C++ and Python

Gordon McMillan gmcm at hypernet.com
Tue Aug 31 14:38:56 EDT 1999


Sven Drescher writes:
> 
> I have a little problem. It's really urgent. I wrote a program with
> threads. One thread is the Python/Tk loop with my graphical user
> interface and the other is an work thread.
> 
> Now my question:
> How can I get the entrie-variables of python in my work thread.
> 
> I know such functions like PyArg_ParseTuple and so on to convert the
> values, but is there a possibility to have an C-reference variable
> to a python variable or so?

Short answer: "no".

Problem 1:  Difference between reference semantics and slot 
semantics.

 foo = "I'm a string"
 foo = foo + ", but now I'm longer"

In C, the first foo has no relationship to the second. In a case like 
this (references to immutables where the reference may change), you 
have to look up "foo" in the appropriate dictionary.

Problem 2: scope. What dictionary does it live in?
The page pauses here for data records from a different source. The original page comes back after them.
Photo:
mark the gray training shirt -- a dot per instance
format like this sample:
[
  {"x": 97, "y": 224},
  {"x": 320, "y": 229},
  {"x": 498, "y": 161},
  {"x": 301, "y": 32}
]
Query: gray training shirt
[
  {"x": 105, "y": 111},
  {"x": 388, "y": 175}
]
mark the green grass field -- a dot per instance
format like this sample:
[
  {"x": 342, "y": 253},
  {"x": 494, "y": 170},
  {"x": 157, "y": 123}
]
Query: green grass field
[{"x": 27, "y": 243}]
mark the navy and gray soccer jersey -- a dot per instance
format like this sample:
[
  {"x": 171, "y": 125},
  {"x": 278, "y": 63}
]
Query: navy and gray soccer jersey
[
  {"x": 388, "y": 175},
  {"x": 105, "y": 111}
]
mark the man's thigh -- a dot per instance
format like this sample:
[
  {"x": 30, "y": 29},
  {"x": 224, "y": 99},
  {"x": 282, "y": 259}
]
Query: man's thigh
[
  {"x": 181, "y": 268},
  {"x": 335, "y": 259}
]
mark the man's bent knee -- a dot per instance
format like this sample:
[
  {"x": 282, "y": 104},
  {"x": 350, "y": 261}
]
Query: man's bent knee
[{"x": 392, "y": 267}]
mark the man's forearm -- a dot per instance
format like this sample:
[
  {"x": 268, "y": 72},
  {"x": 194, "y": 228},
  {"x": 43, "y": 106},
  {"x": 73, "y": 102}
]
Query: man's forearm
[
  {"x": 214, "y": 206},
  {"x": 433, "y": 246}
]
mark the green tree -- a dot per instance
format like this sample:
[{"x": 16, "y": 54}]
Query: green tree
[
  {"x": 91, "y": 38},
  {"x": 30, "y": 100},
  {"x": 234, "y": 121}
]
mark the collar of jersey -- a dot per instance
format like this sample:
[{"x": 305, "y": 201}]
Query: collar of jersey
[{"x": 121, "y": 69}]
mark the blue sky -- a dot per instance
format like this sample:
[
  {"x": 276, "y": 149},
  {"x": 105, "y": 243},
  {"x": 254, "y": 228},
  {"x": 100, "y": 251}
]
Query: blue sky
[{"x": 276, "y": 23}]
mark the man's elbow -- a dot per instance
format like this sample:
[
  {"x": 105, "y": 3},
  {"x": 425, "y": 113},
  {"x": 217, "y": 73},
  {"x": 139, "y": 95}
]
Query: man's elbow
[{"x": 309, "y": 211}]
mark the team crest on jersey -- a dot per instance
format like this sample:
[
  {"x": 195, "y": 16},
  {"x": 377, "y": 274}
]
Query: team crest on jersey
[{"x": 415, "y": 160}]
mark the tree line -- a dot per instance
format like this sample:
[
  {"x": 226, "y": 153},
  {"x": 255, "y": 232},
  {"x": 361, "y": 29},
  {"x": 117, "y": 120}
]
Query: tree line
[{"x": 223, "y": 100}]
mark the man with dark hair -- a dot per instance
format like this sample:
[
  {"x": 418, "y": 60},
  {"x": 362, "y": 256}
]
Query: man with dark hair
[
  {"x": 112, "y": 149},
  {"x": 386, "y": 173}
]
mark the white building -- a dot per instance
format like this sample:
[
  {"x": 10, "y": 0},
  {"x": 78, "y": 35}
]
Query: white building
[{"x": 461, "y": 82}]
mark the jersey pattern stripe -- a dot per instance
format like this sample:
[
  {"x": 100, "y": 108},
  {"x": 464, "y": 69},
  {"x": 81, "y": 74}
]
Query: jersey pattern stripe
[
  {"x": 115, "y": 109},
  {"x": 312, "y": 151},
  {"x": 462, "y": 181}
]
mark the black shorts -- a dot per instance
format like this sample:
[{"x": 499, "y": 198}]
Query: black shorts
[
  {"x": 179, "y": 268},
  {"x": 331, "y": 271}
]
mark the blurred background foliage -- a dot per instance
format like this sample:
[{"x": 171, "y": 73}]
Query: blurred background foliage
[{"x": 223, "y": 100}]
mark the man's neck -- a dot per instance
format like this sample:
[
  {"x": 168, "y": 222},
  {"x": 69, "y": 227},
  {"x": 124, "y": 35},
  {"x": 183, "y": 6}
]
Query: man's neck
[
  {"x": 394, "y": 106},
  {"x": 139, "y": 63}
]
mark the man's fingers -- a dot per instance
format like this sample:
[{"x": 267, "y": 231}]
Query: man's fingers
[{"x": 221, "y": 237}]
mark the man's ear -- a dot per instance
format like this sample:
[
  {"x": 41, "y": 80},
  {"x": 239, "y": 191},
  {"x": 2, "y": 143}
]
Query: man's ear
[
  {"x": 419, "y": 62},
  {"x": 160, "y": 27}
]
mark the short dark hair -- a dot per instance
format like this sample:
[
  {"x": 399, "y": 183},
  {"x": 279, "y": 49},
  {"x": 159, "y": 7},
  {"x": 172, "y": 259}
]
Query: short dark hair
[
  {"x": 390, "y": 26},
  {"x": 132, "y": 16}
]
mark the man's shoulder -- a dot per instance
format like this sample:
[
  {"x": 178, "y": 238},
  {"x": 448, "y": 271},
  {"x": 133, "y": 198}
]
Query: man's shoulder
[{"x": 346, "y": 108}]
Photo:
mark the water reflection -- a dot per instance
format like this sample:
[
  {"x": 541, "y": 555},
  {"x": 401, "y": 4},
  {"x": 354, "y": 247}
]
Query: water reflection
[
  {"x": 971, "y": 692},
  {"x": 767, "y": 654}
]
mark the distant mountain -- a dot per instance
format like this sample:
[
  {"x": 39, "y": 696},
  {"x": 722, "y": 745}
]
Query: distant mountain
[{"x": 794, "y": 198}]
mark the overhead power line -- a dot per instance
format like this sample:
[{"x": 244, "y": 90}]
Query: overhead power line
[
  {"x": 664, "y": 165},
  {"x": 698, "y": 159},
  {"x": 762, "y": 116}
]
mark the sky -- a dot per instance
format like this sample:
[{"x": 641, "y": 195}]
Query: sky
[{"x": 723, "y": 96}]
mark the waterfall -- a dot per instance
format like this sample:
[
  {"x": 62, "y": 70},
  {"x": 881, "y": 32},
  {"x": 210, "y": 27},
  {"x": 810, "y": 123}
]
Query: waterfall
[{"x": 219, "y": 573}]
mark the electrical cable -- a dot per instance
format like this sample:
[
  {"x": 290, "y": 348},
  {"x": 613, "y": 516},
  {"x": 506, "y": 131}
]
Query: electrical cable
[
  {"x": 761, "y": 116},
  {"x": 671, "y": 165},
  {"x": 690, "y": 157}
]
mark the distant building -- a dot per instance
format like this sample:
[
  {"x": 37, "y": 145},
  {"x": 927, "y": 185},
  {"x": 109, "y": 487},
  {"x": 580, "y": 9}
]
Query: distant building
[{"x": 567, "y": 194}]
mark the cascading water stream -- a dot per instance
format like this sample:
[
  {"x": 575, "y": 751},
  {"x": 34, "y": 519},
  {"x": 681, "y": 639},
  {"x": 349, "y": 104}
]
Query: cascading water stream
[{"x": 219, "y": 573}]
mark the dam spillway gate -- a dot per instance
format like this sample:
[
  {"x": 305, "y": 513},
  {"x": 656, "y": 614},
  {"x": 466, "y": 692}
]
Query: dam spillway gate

Well, I think we can assume you're only talking about globals. In 
which case, the longer answer is "yes, sort of". You can of a 
module's dictionary in your C code and look things up in it. You 
could even optimize this (only look it up once) for those cases where 
you know the reference doesn't change, but that's a bit risky:

 a = []
 a.append(3) # reference doesn't change
 a = a[:] # oops, reference changed.

As long as you don't release the interpreter lock in your C code, you 
won't have to worry much about race conditions (everything you do 
will be atomic as far as Python is concerned). If you do release the 
interpreter lock, make sure any Python variables are in a consistent 
state, and don't touch them until you've re-aquired the lock.